Background/Purpose: Rheumatoid arthritis is associated with a higher risk of diabetes mellitus (DM) and cardiovascular disease. While disproportional obesity and visceral fat accumulation may contribute to a higher incidence of DM, the systemic inflammatory disease may directly lead to insulin resistance and promote the development of cardiometabolic disease. Our aim was to evaluate associations between disease activity (including evaluation of specific cytokines and chemokines) among veterans with RA and determine independent associations with incident DM incidence in a longitudinal cohort.

Methods: Participants were enrollees in a multicenter, longitudinal observational cohort of US veterans with RA. Baseline demographics, comorbidities, body mass index (BMI), ACPA status, disease activity (DAS28-CRP), and active therapies were derived from query of the electronic medical record and registry data. Therapies and disease activity were assessed as time-varying covariates in initial models. Seventeen cytokines and chemokines were measured in banked serum obtained at the time of enrollment in a subset of partiipants using a bead-based multiplex assay. Cytokine/chemokine values were log-adjusted and standardized (all values are per 1 SD). Incident DM was defined as the presence of a new diagnosis code at any time in follow-up (following at least 12 months of follow up without a code).  Multivariable Cox proportional hazards models evaluated associations between clinical factors and incident DM. Independent associations between specific cytokines and chemokines were assessed adjusting for age, sex, race, smoking, and medication use at baseline.

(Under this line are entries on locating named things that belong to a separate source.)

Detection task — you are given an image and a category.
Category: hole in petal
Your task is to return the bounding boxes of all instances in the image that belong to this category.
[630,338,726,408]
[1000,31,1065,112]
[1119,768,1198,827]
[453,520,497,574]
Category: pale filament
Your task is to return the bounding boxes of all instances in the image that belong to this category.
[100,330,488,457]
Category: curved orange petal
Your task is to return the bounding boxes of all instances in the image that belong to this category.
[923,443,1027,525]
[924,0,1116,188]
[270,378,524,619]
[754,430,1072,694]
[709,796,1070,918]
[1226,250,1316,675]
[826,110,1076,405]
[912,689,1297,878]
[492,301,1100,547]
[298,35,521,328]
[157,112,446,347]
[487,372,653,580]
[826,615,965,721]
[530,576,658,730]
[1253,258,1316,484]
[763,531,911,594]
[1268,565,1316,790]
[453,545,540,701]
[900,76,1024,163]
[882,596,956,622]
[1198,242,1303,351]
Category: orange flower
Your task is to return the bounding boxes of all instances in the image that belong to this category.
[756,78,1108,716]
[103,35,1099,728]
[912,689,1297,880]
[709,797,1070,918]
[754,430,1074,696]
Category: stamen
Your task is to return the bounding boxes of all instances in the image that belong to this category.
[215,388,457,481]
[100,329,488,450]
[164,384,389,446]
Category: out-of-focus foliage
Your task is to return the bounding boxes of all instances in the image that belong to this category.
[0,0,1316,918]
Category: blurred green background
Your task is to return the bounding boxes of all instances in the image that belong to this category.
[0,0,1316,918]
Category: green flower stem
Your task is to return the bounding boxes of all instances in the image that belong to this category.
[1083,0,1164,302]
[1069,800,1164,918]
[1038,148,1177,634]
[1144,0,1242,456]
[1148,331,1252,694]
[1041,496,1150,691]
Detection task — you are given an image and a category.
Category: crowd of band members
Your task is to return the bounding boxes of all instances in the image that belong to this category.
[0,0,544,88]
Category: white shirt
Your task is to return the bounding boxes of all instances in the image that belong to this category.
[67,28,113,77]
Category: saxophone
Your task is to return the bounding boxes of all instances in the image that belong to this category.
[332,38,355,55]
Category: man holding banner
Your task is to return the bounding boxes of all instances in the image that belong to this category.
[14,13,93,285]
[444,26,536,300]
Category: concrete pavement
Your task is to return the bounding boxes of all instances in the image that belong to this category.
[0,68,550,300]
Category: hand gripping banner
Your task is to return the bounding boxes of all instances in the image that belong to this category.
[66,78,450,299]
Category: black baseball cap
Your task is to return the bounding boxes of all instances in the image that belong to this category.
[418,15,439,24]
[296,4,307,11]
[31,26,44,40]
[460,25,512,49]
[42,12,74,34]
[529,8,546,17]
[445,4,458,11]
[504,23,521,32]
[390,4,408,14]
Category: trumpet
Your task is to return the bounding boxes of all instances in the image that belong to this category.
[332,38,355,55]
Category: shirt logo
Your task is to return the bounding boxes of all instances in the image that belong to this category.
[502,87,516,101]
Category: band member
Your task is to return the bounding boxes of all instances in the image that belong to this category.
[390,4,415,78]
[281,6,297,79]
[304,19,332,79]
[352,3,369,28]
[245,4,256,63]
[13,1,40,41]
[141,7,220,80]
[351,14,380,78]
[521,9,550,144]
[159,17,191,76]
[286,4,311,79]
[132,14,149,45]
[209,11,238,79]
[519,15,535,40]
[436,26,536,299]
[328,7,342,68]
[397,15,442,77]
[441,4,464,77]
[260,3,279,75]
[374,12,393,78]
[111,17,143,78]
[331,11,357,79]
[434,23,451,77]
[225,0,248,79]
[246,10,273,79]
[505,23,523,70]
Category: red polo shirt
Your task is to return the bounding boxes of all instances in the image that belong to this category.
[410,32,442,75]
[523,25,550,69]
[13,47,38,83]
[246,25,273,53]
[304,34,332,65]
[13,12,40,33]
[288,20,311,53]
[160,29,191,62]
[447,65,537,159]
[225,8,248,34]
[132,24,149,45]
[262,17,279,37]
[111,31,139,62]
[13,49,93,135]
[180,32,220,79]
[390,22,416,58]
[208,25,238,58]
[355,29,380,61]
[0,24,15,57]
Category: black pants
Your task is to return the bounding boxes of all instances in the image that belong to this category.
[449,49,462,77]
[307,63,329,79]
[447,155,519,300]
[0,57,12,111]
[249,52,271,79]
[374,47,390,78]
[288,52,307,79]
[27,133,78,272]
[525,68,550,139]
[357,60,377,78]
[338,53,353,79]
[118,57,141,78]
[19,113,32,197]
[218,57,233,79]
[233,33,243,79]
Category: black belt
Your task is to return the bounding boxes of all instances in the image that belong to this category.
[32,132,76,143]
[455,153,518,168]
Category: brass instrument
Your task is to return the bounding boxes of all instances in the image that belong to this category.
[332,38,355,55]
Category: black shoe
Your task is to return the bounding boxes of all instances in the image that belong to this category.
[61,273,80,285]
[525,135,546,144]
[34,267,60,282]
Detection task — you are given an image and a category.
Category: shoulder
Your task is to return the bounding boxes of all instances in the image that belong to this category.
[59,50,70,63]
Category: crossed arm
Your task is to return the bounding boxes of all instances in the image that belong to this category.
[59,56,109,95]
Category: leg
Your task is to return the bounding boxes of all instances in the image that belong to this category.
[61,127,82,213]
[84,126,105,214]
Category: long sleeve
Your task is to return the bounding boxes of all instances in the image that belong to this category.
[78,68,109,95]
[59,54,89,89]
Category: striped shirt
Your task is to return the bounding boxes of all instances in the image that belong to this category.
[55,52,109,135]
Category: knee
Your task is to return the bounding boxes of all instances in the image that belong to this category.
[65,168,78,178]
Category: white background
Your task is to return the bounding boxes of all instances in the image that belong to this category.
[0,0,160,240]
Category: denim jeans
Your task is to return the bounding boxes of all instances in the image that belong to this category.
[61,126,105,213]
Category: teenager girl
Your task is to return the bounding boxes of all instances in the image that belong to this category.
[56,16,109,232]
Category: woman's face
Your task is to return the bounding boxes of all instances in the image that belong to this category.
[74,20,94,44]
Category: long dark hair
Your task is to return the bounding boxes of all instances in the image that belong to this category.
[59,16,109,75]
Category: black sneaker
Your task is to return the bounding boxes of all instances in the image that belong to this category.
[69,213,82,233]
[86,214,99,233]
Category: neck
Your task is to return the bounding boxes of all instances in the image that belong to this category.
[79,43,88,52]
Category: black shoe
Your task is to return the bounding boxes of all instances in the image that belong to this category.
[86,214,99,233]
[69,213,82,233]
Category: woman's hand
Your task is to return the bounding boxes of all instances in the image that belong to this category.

Results: Among 1,918 RA patients without prevalent DM, there were 239 cases of incident DM over 9,055 person-years of follow-up. Patients with high disease activity, obese BMI, older age, male sex, and non-white race were at the greatest risk for incident DM (Table 1). Those using TNFi were at significantly lower risk. In models adjusting for demographics, smoking, and baseline medication use, two chemokines evaluated were significantly associated with the incidence of DM (per 1 SD). These were Macrophage Inhibitory Protein (MIP)-1b [HR 1.20 (95% CI 1.04, 1.39) p=0.01] and Interleukin(IL)-8 [HR 1.16 (95% CI 1.02, 1.33) p=0.02] (Figure). Higher quartiles of MIP-1b and IL-8 were associated with incident DM in a dose-dependent manner (Table 2). These associations were not attenuated with adjustment for DAS28-CRP.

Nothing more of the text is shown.